1. He didn't address a single point I made about the social context or social implications of his editorial.

2. I did not ask for sympathy, I asked for change. All too often bigoted rhetoric depends upon the paternalistic attitude displayed in such sentences as "I am sorry that things have been so difficult for you. I laud your significant achievements against substantial adversity." I do not want the praise of such a person. I want that person to understand his own prejudice and the implications of his words. I want that person to change. My life would be much easier if he would self-examine. He is the defective thinker, not me.

3. The original editorial and the responses he made to me and to other fat people who shared their responses with me are thinly (sorry about the pun) disguised ads for WebMD's weight loss program. If it weren't for the fact that I have had over 200 visitors come to my blog and read my letter to him in the past two weeks, I would be feeling like I really wasted my time on this letter. That is problem with fighting such bigotry; there is always the chance that you are playing right into their hands.

The big white elephant in the room is the one Lunkhead avoids consistently. He is unquestionally assuming that weight loss is a good thing. He does not question whether losing weight might create the health problems I described in my letter to him. He asks only the question of whether it is possible to lose weight or not. This is a highly limiting question.

Of course, it is possible to lose weight. Starvation is a reality for a great deal of the world's population. I have lost weight. The question that people like lunkhead never ask is "Should we try or encourage other people to try to lose weight?" So far the answer appears to be "no."

The Veterans Administration conducted a study in the 1960s where nearly 200 young, healthy fat men were put on a low-calorie, radical diet to see if they could lose weight. They did. They lost an average of 75 pounds. However, after the study ended most of them gained the weight back plus some.
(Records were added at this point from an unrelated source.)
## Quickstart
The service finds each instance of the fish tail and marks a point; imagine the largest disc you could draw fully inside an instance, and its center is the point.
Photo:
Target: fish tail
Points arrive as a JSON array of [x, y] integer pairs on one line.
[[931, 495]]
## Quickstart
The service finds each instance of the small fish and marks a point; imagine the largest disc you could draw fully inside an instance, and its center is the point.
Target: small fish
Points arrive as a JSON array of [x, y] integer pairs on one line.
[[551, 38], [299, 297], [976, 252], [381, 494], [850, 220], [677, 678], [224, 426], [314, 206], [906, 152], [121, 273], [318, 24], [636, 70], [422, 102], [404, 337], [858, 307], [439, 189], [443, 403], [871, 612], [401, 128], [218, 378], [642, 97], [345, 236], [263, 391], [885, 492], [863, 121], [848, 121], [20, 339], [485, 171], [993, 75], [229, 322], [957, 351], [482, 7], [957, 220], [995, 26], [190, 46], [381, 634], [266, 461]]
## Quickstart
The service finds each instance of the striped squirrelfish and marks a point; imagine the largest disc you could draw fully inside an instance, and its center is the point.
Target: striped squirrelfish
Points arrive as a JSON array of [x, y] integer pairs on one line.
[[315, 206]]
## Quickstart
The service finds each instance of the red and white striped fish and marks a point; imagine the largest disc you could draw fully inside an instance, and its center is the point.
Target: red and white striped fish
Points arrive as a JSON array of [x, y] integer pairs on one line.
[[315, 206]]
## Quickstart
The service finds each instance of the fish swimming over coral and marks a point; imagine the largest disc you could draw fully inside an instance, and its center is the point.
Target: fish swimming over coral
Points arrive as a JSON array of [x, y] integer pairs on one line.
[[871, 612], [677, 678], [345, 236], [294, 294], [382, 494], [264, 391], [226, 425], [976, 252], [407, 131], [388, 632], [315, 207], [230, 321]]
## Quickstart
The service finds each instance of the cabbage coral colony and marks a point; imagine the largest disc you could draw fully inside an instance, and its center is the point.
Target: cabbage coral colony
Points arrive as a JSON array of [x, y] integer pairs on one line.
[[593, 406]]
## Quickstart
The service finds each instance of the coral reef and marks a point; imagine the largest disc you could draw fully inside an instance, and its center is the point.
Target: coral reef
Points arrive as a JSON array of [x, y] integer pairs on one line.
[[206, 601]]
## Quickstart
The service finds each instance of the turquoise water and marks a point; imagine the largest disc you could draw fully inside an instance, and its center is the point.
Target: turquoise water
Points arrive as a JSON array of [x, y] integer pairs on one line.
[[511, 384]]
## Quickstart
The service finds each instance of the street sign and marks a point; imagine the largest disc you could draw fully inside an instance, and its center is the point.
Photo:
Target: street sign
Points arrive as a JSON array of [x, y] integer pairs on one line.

Then, these perfectly healthy young men, lost their health and in the next few years, one fourth of them died.

Paul Campos in The Obesity Myth, wrote these words about the experiment:

“And what was the reaction to this amazing mortality rate? Were there calls for an investigation of a government experiment that seemed to have killed a significant portion of the healthy young men who took part in it? Hardly. In the years since, this study has been cited more than two hundred times in the obesity research literature as evidence for the proposition that ‘obesity’ is a highly dangerous condition, and that patients suffering from it should therefore accept the risks inherent in potentially dangerous treatments!”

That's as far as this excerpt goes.